Here's the fragment shader for the lightmap. Again, not including the vertex shader here. It just positions
a 256x256 quad centered on the light location.
#version 150
#define PI 3.14159265359
#define AMBIENT 0.03
#define STEPS 256.0
#define MAX_LIGHTS 256.0
uniform sampler2D shadowmap;
in vec2 texcoord;
in float index;
in float brightness;
in vec3 color;
out vec4 color0;
void main(void) {
// Convert rectangular coordinates to polar coordinates
vec2 normal = texcoord.st * 2.0 - 1.0;
float theta = atan(-normal.y, normal.x);
float r = length(normal);
float sampleCoord = theta / (2 * PI);
// Increase blur amount with radius
float blur = (1.0 / STEPS) * smoothstep(0.0, 1.0, r);
// Compute the Y coordinate (row in the shadowmap for this light)

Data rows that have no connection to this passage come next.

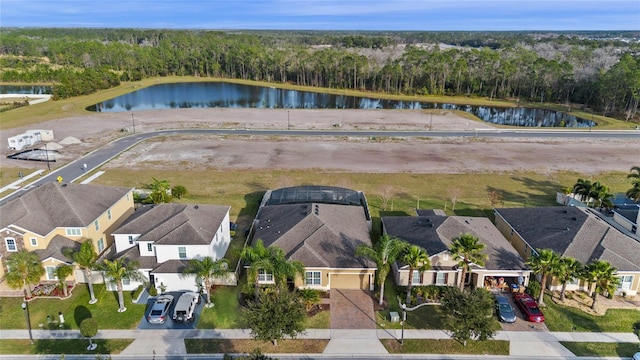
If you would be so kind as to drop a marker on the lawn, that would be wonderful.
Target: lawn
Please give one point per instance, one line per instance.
(75, 309)
(564, 318)
(447, 346)
(62, 346)
(620, 350)
(234, 346)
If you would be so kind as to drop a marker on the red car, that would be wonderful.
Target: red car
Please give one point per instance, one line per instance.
(529, 307)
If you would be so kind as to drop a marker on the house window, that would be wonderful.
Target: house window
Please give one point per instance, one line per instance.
(264, 277)
(312, 278)
(73, 231)
(625, 282)
(51, 273)
(11, 244)
(415, 277)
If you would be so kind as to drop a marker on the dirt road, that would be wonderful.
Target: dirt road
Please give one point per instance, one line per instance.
(357, 154)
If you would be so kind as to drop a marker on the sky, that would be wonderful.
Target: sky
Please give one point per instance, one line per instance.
(400, 15)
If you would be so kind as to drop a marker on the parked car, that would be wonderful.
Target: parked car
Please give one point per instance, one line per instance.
(159, 310)
(504, 310)
(185, 307)
(529, 307)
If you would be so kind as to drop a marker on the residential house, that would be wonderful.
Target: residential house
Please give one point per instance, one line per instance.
(49, 218)
(574, 232)
(162, 238)
(434, 232)
(320, 226)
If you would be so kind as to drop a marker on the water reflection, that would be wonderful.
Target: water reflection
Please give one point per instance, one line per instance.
(227, 95)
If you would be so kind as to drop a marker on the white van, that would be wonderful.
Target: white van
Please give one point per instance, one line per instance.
(185, 307)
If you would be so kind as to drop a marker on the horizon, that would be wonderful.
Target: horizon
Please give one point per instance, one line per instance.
(327, 15)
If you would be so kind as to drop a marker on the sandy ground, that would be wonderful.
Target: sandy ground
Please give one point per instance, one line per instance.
(354, 154)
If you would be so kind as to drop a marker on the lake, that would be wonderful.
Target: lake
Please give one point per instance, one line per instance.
(229, 95)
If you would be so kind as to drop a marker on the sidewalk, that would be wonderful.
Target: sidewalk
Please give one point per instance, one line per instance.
(343, 343)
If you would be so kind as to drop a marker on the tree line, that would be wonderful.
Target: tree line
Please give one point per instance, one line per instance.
(603, 75)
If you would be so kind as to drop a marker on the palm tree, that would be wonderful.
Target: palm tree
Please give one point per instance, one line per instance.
(582, 188)
(417, 259)
(117, 270)
(62, 272)
(25, 269)
(258, 258)
(568, 270)
(603, 277)
(634, 192)
(207, 269)
(467, 250)
(86, 258)
(544, 262)
(384, 252)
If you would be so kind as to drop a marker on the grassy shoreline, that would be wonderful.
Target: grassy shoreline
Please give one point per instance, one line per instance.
(77, 106)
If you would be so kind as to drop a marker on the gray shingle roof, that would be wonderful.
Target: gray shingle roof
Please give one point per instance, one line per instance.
(53, 205)
(572, 231)
(318, 235)
(56, 248)
(434, 234)
(175, 224)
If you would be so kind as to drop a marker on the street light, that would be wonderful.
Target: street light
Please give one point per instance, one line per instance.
(25, 309)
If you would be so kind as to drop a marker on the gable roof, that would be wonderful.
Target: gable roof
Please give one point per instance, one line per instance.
(318, 235)
(574, 232)
(56, 248)
(435, 232)
(175, 224)
(52, 205)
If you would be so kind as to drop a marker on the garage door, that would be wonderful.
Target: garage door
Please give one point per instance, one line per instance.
(350, 281)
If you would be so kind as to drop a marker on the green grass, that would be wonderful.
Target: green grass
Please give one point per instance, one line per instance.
(565, 318)
(62, 346)
(226, 311)
(621, 350)
(75, 309)
(447, 346)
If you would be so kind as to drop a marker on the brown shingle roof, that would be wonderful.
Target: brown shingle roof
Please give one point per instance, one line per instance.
(53, 205)
(435, 232)
(318, 235)
(175, 224)
(572, 231)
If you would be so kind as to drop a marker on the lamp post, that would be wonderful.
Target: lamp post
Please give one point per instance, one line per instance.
(25, 309)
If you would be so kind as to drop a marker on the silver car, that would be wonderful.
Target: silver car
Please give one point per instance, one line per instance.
(159, 310)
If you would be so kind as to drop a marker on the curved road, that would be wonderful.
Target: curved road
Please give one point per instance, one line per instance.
(96, 158)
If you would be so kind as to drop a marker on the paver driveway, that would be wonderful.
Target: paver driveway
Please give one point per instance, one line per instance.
(352, 309)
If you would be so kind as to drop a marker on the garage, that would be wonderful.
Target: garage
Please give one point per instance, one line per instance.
(361, 281)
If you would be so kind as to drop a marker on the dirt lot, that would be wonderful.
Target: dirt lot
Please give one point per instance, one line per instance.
(357, 154)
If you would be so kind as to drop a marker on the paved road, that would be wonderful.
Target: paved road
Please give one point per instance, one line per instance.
(95, 159)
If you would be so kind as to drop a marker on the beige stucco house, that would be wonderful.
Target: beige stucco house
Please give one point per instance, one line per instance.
(575, 232)
(434, 231)
(321, 227)
(49, 218)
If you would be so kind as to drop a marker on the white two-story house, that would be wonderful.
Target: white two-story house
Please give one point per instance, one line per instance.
(162, 238)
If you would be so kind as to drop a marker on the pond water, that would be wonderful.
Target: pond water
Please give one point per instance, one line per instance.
(25, 89)
(228, 95)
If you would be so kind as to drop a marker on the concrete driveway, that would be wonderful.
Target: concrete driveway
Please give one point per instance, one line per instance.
(170, 324)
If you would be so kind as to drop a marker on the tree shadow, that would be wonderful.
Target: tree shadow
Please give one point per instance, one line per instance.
(80, 313)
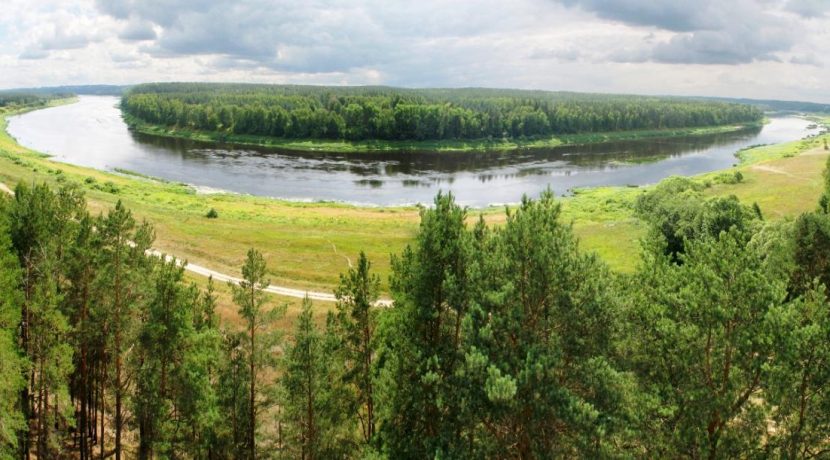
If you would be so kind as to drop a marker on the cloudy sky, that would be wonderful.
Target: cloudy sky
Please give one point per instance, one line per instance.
(740, 48)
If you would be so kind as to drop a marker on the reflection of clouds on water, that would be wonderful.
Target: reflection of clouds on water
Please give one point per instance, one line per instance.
(378, 178)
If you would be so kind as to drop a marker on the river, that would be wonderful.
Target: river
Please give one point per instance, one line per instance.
(92, 133)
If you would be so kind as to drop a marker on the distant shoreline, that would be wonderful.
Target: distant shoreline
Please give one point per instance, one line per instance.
(437, 146)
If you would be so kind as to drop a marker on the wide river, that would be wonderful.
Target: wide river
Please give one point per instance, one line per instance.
(92, 133)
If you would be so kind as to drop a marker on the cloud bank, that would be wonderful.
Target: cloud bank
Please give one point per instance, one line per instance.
(755, 48)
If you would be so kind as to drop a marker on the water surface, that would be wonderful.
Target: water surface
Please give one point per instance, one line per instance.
(92, 133)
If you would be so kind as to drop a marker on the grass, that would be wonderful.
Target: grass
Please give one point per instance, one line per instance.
(307, 245)
(324, 145)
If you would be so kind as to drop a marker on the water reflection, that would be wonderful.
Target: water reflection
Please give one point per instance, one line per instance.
(385, 178)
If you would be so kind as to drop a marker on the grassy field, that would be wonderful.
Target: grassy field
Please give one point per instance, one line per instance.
(435, 146)
(307, 245)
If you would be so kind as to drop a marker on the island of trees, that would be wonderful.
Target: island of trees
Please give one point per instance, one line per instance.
(502, 342)
(396, 114)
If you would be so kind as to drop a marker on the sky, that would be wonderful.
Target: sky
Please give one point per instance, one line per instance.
(769, 49)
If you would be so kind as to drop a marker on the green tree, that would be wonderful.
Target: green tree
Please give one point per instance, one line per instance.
(702, 345)
(312, 405)
(422, 344)
(798, 386)
(12, 363)
(540, 376)
(260, 339)
(354, 325)
(125, 270)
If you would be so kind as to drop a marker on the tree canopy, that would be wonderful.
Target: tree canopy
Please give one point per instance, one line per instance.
(384, 113)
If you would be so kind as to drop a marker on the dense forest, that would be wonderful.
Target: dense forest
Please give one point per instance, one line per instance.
(384, 113)
(502, 342)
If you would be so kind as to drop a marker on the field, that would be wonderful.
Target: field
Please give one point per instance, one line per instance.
(307, 245)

float sampleY = 1.0 - index / MAX_LIGHTS - 0.5 / MAX_LIGHTS;
// Sample the shadowmap
float sum = 0.0;
vec4 samples[9];
samples[0] = texture2D(shadowmap, vec2(sampleCoord - 4.0 * blur, sampleY));
samples[1] = texture2D(shadowmap, vec2(sampleCoord - 3.0 * blur, sampleY));
samples[2] = texture2D(shadowmap, vec2(sampleCoord - 2.0 * blur, sampleY));
samples[3] = texture2D(shadowmap, vec2(sampleCoord - 1.0 * blur, sampleY));
samples[4] = texture2D(shadowmap, vec2(sampleCoord, sampleY));
samples[5] = texture2D(shadowmap, vec2(sampleCoord + 1.0 * blur, sampleY));
samples[6] = texture2D(shadowmap, vec2(sampleCoord + 2.0 * blur, sampleY));
samples[7] = texture2D(shadowmap, vec2(sampleCoord + 3.0 * blur, sampleY));
samples[8] = texture2D(shadowmap, vec2(sampleCoord + 4.0 * blur, sampleY));
float steps[9];
steps[0] = step(r, samples[0].r);
steps[1] = step(r, samples[1].r);
steps[2] = step(r, samples[2].r);
steps[3] = step(r, samples[3].r);
steps[4] = step(r, samples[4].r);
steps[5] = step(r, samples[5].r);
steps[6] = step(r, samples[6].r);
steps[7] = step(r, samples[7].r);
steps[8] = step(r, samples[8].r);
sum += (steps[0]) * 0.05;
sum += (steps[1]) * 0.09;
sum += (steps[2]) * 0.12;
sum += (steps[3]) * 0.15;
sum += steps[4] * 0.16;
sum += (steps[5]) * 0.15;
sum += (steps[6]) * 0.12;
sum += (steps[7]) * 0.09;
sum += (steps[8]) * 0.05;
// It's at least AMBIENT bright
sum = max(sum, AMBIENT);
// Radius falloff
float alpha = sum * smoothstep(brightness, 0.0, r);
color0 = vec4(color, 1.0) * vec4(vec3(1.0), alpha);
}
5. Final composite:

Blend the diffuse map with the light map. Final scene!
I really like how the lighting turned out, and I'm especially happy that I can have a boat load of lights if I want to, with no additional draw calls. The light count is only limited by the height of the shadowmap texture. I could also increase the number of light rays by increasing the width of that texture. This would improve the fidelity of the effect, but since I'm doing a pixel art style, I don't think I need more than 256.
Let me know if you'd like more detail on the draw call submission / setup side of this effect. I didn't go into too much detail there because the original article documents most of that.
As for actual devlog updates, I'm currently chucking out my custom collision system in favor of Box2D. I really liked working with it when I did Super Wizard Fever. After using it there I realized how much my own system is lacking and decided to switch over.